Innenarchitektin soll Waldhaus Reinbek verjüngen

Sandra Langhans begann mit einem dualen Studium im Vier-Jahreszeiten-Hotel in Hamburg. Danach arbeitete sie in London und Hamburg für Hyatt, ein Jahr im Hotel Engel und schließlich noch drei Jahre im Hilton in Wien. Aktuell ist die Wohltorferin mit zwei kleinen Kindern in Teilzeit tätig. „Auch sie freut sich sehr“, erzählt der stolze Vater. Er habe seine Kinder nie in eine Richtung gedrängt, sagt er, nur dies: „Man muss das, was man macht, lieben.“ Dass er das vorlebt, glaubt man ihm sofort.

Noch sind die Schlichtings damit beschäftigt, alles im Waldhaus kennenzulernen: die etwa 70 Mitarbeiter, die Abläufe und Strukturen sowie das Gebäude. „Wir wollen nicht alles umschmeißen, sondern das Haus mit dieser sehr guten Mannschaft weiterentwickeln. Nach drei, vier Monaten, wenn wir den Betrieb verstanden haben, wollen wir ihn innen optisch verjüngen und umsichtig modernisieren“, sagt der neue Inhaber.

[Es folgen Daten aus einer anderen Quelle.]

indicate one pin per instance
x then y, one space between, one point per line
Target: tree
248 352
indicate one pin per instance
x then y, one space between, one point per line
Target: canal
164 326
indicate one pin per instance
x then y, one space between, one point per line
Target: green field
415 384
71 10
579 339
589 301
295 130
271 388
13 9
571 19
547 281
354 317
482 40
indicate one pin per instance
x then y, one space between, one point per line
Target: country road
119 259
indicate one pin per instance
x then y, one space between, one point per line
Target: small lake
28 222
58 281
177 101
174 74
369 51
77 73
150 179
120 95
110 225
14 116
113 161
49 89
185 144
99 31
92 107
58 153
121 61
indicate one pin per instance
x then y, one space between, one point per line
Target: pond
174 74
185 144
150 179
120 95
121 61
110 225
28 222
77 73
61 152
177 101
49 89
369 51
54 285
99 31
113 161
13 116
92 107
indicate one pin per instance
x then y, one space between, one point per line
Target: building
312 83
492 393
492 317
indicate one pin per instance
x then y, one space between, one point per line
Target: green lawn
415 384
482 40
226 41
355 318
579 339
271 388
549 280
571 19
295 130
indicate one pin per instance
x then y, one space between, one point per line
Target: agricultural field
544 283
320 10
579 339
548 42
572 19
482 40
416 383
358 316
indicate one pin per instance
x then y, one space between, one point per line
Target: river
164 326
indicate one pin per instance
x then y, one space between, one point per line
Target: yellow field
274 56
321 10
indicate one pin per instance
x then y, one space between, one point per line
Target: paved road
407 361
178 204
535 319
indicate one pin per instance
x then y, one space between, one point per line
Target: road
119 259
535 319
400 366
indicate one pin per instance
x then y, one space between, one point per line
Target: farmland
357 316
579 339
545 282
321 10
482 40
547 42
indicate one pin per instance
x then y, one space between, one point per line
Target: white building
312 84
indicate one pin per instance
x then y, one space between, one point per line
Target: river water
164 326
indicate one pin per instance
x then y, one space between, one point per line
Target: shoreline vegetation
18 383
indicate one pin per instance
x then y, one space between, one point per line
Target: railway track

Seehof Ratzeburg für zwei Millionen Euro saniert

„Farben und Design kann ich allerdings nicht so. Ich bin mehr der mathematische, operative und strukturierte Typ.“ Deshalb engagiert die Familie eine Innenarchitektin, mit der sie bereits beim Seehof sehr gut zusammengearbeitet habe. In Ratzeburg habe man zwei Millionen Euro investiert. „Der Seehof war allerdings völlig heruntergekommen, ganz anders als hier in Reinbek.“

Wie viel Zeit Karl Schlichting im Waldhaus verbringen kann und will, weiß er noch nicht genau. „Glücklicherweise haben wir in unseren Häusern sehr gute Mannschaften, mit denen wir vertrauensvoll zusammenarbeiten“, sagt er. Auch das Zutrauen zu den Mitarbeitern musste er erst lernen. „Das ist schwer, wenn man das Geschäft mit Herzblut betreibt“, sagt er. „Es bereitet mir immer noch Spaß und Freude.“

In seiner Freizeit ist er sehr sportlich unterwegs: Er segelt, spielt Tennis, läuft und fährt Rennrad. Schmunzelnd fügt er hinzu: „Aber fragen Sie lieber nicht, wie viele Stunden ich dazu komme.“ Es ist klar, als Gastgeber ist er mit vollem Herzen dabei.